If you feel you have experienced an allergic reaction, stop using this medicine and inform your doctor or pharmacist immediately.
Pregnancy and breastfeeding
Certain medicines should not be used during pregnancy or breastfeeding. However, other medicines may be safely used in pregnancy or breastfeeding providing the benefits to the mother outweigh the risks to the unborn baby. Always inform your doctor if you are pregnant or planning a pregnancy, before using any medicine.
The safety of this medicine during pregnancy has not been established. It should not be used during pregnancy unless your doctor considers that the benefits to the mother clearly outweigh any potential risks to the developing foetus. Women who could get pregnant should use an effective method of contraception to avoid pregnancy while taking this medicine. Seek medical advice from your doctor.
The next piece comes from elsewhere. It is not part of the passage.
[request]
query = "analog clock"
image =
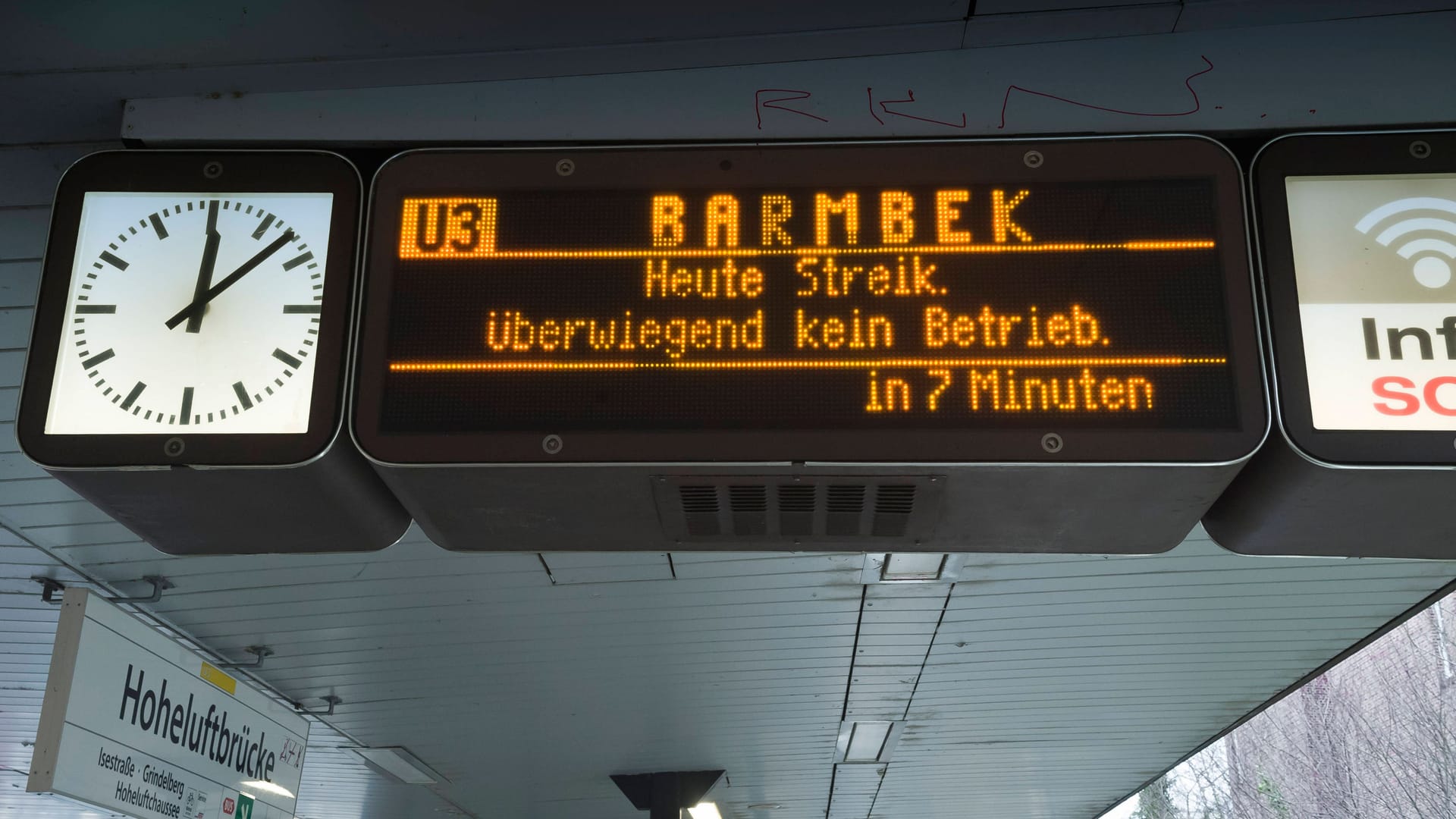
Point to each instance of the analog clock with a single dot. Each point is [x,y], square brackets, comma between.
[193,314]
It is not known if this medicine passes into breast milk. For this reason, breastfeeding is not recommended while taking this medicine. Seek medical advice from your doctor.
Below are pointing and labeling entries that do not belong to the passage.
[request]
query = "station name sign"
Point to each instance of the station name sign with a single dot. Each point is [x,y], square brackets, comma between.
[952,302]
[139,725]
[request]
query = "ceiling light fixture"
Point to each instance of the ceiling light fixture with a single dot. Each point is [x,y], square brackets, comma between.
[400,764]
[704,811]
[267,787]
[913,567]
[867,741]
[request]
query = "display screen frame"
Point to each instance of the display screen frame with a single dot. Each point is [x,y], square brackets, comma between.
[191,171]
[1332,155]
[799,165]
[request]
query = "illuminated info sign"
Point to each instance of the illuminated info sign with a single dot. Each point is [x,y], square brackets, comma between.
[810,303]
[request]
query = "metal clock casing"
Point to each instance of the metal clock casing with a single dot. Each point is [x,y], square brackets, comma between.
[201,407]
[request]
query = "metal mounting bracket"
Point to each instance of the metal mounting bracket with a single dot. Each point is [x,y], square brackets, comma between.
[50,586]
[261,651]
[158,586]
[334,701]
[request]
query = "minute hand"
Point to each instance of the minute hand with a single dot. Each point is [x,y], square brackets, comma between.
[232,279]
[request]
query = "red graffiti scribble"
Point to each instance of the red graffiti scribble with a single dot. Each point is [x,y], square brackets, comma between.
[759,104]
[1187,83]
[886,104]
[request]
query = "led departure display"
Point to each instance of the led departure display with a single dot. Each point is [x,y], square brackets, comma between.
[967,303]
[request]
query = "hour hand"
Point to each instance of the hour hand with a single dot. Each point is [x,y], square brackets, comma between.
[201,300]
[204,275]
Warning. May cause drowsiness. If affected do not drive or operate machinary.
Do not stop taking this medicine except on your doctor's advice.
Medicines and their possible side effects can affect individual people in different ways. The following are some of the side effects that are known to be associated with this medicine. Just because a side effect is stated here does not mean that all people using this medicine will experience that or any side effect.
Increased appetite and weight gain.
Mood changes such as elevated or depressed mood, irritability.
Sexual problems such as decreased sex drive, erectile dysfunction (impotence), inability to orgasm.
Changes in sensation such as pins and needles (paraesthesia) or numbness (hypoaesthesia).
Shaky movements and unsteady walk (ataxia).
Tremor, abnormal coordination.
Visual disturbances such as blurred vision, double vision, difficulty seeing fine detail.
Excessive fluid retention in the body tissues, resulting in swelling (oedema).
Disturbances of the gut such as constipation, vomiting, flatulence, abdominal swelling, acid reflux, increased salivation.
Dry mouth, nose or eyes.
Abnormal dreams, hallucinations.
Increased heart rate.
Hot flushes, sweating.
Shortness of breath.
The side effects listed above may not include all of the side effects reported by the drug's manufacturer.
For more information about any other possible risks associated with this medicine, please read the information provided with the medicine or consult your doctor or pharmacist.
How can this medicine affect other medicines?
You should tell your doctor or pharmacist what medicines you are already taking, including those bought without a prescription and herbal medicines, before you start treatment with this medicine. Similarly, check with your doctor or pharmacist before taking any new medicines while taking this one, to ensure that the combination is safe.
It is recommended that people who are taking any antiepileptic medicines should avoid taking the herbal remedy St John's wort (Hypericum perforatum). This is because St John's wort may affect the level of antiepileptic medicines in the blood and could increase the risk of seizures.
This medicine is not known to interact significantly with other medicines. However, if it makes you feel sleepy or dizzy, this effect is likely to be increased if you take it in combination with other medicines that can cause drowsiness, for example:
benzodiazepines such as lorazepam
strong opioid painkillers such as oxycodone
muscle relaxants, eg baclofen.
This medicine does not affect hormonal contraceptives such as the pill.
Other medicines containing the same active ingredient
There are currently no other medicines available in the UK that contain pregabalin as the active ingredient.
thanks very much, loads to take in there, im thinking of up-ing my dosage, im on 100mgs a day, and i dont really notice any differnt as yet, im on them a few weeks now, perhaps i should give them another few weeks before I try a higher dosage.